妹が、アルバイトの経験をもとに、社会の裏側について洞察を示していた。大人になったなぁと思うと同時に、経験というのは人の視点を変えていくのだな、ということを再認識した。
 
経験豊富の基準というのも人それぞれであるが、私は経験が豊富だねと言われる。それは年寄りだからということもあるが、私の環境が非常に特殊であったこと、そして、やはりいろいろな環境に身を置く機会が非常に多かったからだろうと思う。
 
ただ、私はそれだけに、「経験のみで語ることの怖さ」を知っている。つまり、自分が経験から導き出した1つの答えというのは、非常に大切なもののように見えてくる。しかしながら、実際には「自分の知らない視点」というのが存在している。つまり、自分の経験から答えを導き出すことは、自分の経験に固執する可能性を高める危険性がある。

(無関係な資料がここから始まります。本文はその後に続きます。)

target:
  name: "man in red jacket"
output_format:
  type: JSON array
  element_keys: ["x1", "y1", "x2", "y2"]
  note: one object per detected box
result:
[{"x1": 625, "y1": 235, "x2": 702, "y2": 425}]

自分の考えに執着すると、今度は自分の知らない視点を見落とすことになりかねない。
 
私は、この危険性を非常に危惧しながら生きている人間である(もちろん、それを注意しながら生きていても視点の欠落というのは大いに有り得る)。
 
では、どうすれば、自分の経験に執着せず、他の視点の取りこぼしを防ぐのか? それは、多種多様の人間に意見を聞くことである。それは専門性があるものであれば、幅広く専門家に聞くことが必要であるが、素人のの意見というのも、非常に斬新な視点をくれることがある。とにかく、どの人間であっても話を聞くことは自分の視点の狭さから逃れる1つの方法である。
 
他の手法は、やはり書物を読むことである。書物というのは、人生の先輩の中でも知恵のある人物が文章を書いていることが多い。それが特に古典であればなおさらである。だから、彼らの視点というのは非常に深くてためになる視点を我々に与えてくれる。
 
だから、多くの他者から意見を聞き、書物を読むのである。
 
 
人間というのは、自分と似たような価値観を持った人と付き合う傾向にある。そして、その価値観を形成するのは主に家庭においてである。
 
家庭というのは、ある種の世界観で成り立っており、その家庭内の世界観「以外」の世界観および価値観というのは腐るほどに世の中に存在している。
 
つまり、1つの家庭内の真実や常識は、他の人にとっての真実や常識ではないことは、よくよく起こりうる。
 
世界観の相違というのは、会社だ大学が違うだけでも起こりうる。1つの共同体が共通して持つ世界観・価値観というものがあり、それは他の共同体からすると理解するのが難しいという現象が起こることもある。
 
たとえば、高級住宅街とスラム街では、その醸し出す雰囲気というのは非常に異なっており、人生観から考え方まで相違してくる。
 
だから、他者と付き合うにあたって、自分の知らない世界観や価値観を相手が持っている可能性を想定しながら付き合うのは非常に大事なことであると思う。
 
そして、自分がより広く深い視野を持つためには、あらゆる種類の人と接触し続けることが非常に役に立つと思う。その際に心がけるのは、決して「軽蔑心」を持ってはいけないということである。それは、相手に伝わる。
 
どの人間であっても、必ず美しい一面というものを持っているはずである(あくまで仮定であるが、それをくつがえせる人間に、私はまだ出会ったことがない)。相手の美しい一面を引き出せないのであれば、自分の相手に対する「敬意」が足りないからであろうかと思う。相手に敬意を持って接すれば、相手から何かしら学ぶ点を得られるだろうかと思う。(これも仮定でしかないが)
 
このような私の主張も、自らの経験に即したものなので、自分の経験に固執した意見かもしれないね(笑)でも、意見というのは、偏っていたとしても、主張しなければならないことがある。